実はこれ、以前カプチーノから借りた本にあったシチュエーションと同じなのです。誰も傷つかずに、何となく『してやったり!』という感覚を味わえる素敵な仕返しでしょ? 敢えて言うならば、オクラ王子の羞恥心と尊厳はこれでもかと言う程粉々になったかもしれませんが、これに懲りて私の前に現れることが少なくなれば万々歳です!
カプチーノは心当たりがあるのか、顔を手で覆ってワナワナと震えております。ポタージュや弓隊は苦笑いしておりますが、止めに来ないところを見ると、心の中では「もっとヤれ!」と言いたいのにちがいありません。うふふ。でも、何事も適度な頃合で引き上げるのが肝要。これぐらいで勘弁して差し上げましょう。
「はい、おしまーい!」
あぁ、面白かった!
私が今度こそ本当の笑顔で終了を告げると、オクラ王子は胸元を腕で覆いながら、恥ずかしいのを誤魔化すようにボソリと呟きました。

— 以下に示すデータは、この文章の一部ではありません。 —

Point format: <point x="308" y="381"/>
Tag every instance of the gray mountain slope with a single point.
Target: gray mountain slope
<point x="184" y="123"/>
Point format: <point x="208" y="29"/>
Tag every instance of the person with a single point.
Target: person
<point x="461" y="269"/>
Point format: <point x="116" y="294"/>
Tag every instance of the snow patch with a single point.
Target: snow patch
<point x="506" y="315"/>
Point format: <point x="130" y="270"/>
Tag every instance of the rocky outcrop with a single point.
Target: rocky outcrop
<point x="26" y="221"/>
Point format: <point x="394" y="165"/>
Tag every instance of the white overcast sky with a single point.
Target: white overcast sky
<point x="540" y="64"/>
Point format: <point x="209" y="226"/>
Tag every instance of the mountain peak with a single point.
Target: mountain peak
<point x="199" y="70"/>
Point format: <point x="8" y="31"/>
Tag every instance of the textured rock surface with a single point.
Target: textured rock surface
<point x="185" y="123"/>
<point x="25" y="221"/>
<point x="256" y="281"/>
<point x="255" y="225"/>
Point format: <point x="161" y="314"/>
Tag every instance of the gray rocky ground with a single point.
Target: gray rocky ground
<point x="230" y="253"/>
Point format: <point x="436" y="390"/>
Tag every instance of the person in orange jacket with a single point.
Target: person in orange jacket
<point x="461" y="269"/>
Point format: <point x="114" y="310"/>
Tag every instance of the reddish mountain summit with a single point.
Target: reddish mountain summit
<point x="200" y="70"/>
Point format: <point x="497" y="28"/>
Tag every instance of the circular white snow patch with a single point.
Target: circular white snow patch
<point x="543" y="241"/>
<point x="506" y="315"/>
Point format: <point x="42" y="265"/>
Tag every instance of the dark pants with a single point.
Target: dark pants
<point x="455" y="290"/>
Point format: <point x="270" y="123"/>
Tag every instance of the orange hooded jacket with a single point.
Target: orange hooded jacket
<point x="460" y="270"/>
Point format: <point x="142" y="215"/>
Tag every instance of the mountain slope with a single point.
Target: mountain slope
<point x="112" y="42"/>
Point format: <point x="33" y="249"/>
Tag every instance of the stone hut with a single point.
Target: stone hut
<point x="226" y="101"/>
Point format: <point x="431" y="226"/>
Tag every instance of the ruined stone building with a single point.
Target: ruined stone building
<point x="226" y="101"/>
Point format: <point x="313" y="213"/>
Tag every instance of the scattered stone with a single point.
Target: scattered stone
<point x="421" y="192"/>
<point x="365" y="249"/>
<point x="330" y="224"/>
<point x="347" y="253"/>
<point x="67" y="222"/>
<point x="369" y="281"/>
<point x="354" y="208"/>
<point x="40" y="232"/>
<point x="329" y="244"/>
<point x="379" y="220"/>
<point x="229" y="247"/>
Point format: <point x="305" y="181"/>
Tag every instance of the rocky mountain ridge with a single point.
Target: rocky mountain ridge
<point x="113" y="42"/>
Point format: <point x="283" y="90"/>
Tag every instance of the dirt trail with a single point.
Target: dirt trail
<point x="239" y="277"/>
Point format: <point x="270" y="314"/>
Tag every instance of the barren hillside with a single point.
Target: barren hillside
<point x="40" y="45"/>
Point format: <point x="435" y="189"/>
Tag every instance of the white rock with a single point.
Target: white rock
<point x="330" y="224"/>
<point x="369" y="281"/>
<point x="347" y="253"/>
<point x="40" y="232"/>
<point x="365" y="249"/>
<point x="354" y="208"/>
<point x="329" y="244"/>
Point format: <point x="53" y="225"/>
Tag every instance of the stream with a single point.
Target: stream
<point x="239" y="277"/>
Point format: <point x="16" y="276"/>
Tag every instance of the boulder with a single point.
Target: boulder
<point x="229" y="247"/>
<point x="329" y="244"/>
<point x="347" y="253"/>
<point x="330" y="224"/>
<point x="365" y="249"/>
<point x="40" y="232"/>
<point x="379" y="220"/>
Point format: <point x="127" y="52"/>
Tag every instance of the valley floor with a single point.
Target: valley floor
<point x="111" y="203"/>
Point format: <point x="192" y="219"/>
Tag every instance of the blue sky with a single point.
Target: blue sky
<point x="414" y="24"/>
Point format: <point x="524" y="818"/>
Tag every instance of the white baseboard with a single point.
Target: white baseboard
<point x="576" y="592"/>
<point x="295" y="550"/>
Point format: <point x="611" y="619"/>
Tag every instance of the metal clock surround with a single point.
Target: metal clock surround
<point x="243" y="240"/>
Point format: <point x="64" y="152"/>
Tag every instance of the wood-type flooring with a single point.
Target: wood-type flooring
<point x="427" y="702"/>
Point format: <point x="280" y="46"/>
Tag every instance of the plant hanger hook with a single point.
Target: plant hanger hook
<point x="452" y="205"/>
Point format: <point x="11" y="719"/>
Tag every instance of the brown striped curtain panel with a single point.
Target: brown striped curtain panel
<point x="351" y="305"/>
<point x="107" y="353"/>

「ティラミスはすごいな。あんな上級の魔物をつき従えているなんて」
「別に私、特別なことは何もしておりませんのよ?」
「そうだな。おそらく……」
オクラ王子が言葉を濁します。変なところで止められてしまうと、余計に気になってしまうではありませんか!
「おそらく、何なのでしょうか?」
私は続きを促します。オクラ王子は、薄らと悪い笑みを浮かべました。
「ティラミスは、生き物として『魔物級』なのだろうな」
ま、魔物?!
伯爵令嬢を魔物を扱いですって?! か弱い乙女に何てことを……!
オクラ王子は、近くで背景と化して存在感を消していた護衛と合流し、ちょっと軽い足取りで馬車へと向かっていきました。
本当に、何しに来たんでしょうね?
次は、あんな失礼発言が出ないぐらいに酷いお仕置きをして差し上げようと、今から対策を考えてしまう私でした。